Safe metals for Aquarium
Are there any safe metals for use in the aquarium? Brass, stainless steel? I have two pieces of driftwood that I bought on Ebay over ten years ago. They are really nice looking pieces but have metal screws attaching the wood to pieces of slate. I have decided to start using them but want to look at my options. I have removed the screws and can use silicone or pick up screws from the hardware store that I know are safe. Thank you for your help!
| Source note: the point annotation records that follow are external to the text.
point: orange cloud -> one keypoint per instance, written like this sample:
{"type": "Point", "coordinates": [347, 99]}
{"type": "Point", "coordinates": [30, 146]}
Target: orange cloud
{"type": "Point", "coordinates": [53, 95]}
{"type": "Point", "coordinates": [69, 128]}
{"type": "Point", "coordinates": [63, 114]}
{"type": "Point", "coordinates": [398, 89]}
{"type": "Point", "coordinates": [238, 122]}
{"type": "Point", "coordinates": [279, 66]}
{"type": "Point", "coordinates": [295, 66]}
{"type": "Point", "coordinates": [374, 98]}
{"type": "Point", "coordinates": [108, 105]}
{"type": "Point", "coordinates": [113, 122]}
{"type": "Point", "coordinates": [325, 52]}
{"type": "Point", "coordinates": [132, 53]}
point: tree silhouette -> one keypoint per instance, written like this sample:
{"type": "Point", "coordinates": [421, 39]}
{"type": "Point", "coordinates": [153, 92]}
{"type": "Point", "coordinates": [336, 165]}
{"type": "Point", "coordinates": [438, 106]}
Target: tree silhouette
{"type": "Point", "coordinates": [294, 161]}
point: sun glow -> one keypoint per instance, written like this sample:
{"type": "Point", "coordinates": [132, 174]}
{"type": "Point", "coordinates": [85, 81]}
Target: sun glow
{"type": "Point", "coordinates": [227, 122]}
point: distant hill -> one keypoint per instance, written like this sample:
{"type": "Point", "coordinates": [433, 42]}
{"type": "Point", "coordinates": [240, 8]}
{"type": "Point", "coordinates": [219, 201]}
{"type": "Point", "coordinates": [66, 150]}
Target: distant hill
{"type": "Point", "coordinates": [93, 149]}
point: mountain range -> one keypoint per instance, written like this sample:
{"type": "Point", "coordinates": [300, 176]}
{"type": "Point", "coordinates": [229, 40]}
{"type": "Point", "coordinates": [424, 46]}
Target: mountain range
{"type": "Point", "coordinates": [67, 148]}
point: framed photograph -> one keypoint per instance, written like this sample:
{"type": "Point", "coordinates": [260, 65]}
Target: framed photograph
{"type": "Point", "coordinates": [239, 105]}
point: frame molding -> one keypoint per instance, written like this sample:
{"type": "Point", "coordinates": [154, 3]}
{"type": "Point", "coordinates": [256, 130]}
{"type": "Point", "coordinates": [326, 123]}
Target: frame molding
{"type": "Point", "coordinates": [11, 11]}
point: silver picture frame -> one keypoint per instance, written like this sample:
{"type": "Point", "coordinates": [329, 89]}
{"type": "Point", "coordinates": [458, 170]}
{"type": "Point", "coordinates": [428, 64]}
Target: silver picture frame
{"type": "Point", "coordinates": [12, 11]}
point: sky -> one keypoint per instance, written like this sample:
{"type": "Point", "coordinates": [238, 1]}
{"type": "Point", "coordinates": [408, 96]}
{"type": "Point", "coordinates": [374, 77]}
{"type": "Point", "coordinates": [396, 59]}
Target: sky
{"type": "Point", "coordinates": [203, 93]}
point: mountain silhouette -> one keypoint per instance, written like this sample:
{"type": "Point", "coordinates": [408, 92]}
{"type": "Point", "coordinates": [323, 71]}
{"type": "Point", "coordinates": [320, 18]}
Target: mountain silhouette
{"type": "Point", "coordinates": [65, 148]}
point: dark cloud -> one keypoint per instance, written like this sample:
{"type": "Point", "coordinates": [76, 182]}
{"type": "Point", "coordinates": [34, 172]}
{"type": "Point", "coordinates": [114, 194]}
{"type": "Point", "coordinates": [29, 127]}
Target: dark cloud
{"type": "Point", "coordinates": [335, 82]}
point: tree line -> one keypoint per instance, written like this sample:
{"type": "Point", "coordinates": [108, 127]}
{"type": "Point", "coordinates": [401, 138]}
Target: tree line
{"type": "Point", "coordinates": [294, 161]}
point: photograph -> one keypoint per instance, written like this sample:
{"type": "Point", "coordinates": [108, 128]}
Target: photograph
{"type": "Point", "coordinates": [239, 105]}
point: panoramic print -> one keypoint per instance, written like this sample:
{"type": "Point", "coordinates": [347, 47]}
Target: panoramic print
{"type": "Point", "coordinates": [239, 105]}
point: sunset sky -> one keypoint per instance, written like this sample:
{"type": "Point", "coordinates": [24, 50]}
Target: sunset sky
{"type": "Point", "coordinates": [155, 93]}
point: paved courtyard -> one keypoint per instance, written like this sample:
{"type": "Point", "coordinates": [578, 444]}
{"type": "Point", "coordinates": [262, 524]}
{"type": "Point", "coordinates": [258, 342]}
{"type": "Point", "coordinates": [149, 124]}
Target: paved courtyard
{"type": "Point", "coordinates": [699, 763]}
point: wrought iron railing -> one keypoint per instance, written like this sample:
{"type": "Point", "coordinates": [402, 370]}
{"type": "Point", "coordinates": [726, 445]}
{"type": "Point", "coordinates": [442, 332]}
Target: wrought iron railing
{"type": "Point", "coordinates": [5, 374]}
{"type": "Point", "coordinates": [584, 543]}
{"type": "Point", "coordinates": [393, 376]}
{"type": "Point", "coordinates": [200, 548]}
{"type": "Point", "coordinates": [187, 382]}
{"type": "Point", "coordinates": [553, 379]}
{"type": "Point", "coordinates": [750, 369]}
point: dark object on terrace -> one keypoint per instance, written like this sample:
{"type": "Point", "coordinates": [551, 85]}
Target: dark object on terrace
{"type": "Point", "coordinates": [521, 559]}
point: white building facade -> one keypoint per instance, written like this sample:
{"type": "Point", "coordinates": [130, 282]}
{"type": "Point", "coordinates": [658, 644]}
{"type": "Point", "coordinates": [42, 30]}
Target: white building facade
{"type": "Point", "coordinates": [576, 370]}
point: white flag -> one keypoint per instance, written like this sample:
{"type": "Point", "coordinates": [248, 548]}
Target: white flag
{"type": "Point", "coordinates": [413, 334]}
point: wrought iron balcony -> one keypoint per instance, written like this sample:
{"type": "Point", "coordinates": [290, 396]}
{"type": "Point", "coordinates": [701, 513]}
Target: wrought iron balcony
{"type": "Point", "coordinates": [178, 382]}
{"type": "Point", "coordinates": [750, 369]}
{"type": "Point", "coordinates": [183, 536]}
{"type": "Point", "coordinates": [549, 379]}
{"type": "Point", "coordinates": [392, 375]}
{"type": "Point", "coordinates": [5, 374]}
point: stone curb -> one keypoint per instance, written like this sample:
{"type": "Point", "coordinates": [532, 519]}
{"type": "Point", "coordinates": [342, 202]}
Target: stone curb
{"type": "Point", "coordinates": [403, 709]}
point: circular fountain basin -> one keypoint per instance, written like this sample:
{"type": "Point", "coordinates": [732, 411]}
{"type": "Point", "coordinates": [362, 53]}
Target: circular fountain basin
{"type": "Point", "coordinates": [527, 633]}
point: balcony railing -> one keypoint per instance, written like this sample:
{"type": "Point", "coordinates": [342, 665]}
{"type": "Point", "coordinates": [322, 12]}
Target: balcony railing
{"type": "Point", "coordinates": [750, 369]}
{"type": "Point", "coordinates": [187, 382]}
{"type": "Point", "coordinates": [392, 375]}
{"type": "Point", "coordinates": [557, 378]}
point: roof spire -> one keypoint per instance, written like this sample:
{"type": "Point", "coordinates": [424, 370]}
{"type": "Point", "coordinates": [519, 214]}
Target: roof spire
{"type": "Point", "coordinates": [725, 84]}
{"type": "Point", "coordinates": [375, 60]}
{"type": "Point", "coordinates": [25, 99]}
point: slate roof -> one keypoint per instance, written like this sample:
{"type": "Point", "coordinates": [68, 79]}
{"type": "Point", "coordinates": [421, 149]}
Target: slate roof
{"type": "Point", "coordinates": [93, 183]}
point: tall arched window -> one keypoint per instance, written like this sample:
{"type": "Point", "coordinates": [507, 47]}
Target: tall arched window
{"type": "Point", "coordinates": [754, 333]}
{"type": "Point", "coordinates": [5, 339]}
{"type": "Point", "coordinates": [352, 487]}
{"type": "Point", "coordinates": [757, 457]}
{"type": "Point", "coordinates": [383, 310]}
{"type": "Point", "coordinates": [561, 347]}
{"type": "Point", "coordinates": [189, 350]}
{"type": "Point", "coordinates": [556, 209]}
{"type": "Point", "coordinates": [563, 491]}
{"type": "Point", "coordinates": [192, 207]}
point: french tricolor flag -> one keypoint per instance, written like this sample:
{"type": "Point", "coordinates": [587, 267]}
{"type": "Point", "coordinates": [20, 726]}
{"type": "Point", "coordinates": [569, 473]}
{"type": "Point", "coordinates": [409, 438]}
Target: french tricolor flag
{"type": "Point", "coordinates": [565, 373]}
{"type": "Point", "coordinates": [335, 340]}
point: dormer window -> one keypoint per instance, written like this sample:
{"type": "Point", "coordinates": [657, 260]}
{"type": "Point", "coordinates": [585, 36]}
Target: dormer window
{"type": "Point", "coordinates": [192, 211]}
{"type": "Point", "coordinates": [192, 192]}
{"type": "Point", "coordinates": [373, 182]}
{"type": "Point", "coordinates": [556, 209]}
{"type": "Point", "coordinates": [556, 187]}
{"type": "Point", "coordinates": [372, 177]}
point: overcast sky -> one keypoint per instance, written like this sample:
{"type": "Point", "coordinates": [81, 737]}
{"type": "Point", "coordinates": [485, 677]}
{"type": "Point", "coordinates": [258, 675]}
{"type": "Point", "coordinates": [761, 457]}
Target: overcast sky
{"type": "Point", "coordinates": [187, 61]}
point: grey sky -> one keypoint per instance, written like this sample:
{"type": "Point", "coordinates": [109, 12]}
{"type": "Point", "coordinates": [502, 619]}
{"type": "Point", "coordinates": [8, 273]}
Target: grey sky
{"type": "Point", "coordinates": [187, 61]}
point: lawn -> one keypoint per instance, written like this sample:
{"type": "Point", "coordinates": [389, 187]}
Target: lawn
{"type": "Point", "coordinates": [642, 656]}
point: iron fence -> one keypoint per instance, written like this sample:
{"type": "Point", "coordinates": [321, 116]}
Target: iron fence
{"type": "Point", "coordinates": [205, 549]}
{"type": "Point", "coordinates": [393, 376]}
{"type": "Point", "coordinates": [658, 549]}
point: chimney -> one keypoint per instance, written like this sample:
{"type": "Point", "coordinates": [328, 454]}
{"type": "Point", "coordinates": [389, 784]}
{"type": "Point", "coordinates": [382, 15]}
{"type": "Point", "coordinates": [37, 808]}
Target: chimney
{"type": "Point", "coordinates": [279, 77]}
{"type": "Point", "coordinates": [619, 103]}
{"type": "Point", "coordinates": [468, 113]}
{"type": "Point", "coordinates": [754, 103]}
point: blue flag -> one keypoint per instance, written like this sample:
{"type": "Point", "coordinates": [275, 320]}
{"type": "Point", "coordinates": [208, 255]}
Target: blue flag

Doug


----------



## NAL (Feb 27, 2007)

*Re: Safe Metals for Aquariums*

Stainless steel will work.


----------



## dougrm3 (Nov 7, 2009)

*Re: Safe Metals for Aquariums*

Thanks Nal,
I figured as much. My oldest aquarium, that I keep at work, is a stainless steel framed 10 gallon with a slate bottom. It even has the retro stainless steel reflector on top. I bought it on ebay when I was feeling nostalgic for the aquariums I had as a kid in the 60's.


----------



## TAB (Feb 7, 2009)

I would not recomend using any metals.


----------



## Diana K (Dec 20, 2007)

I have marine grade stainless steel hose clamps in several fresh water tanks. No rust at all. 
I do not know if these would be safe in a marine tank, I even keep them out of my brackish water tank. However, they are fine in several fresh water tanks. 
Look for them in a hardware store, or boating supply.


----------



## jestep (Nov 14, 2009)

Gold or platinum 

You could probably find teflon or some composite material instead of metal if you want to stay away from metal completely. There's also teflon coated screws.


----------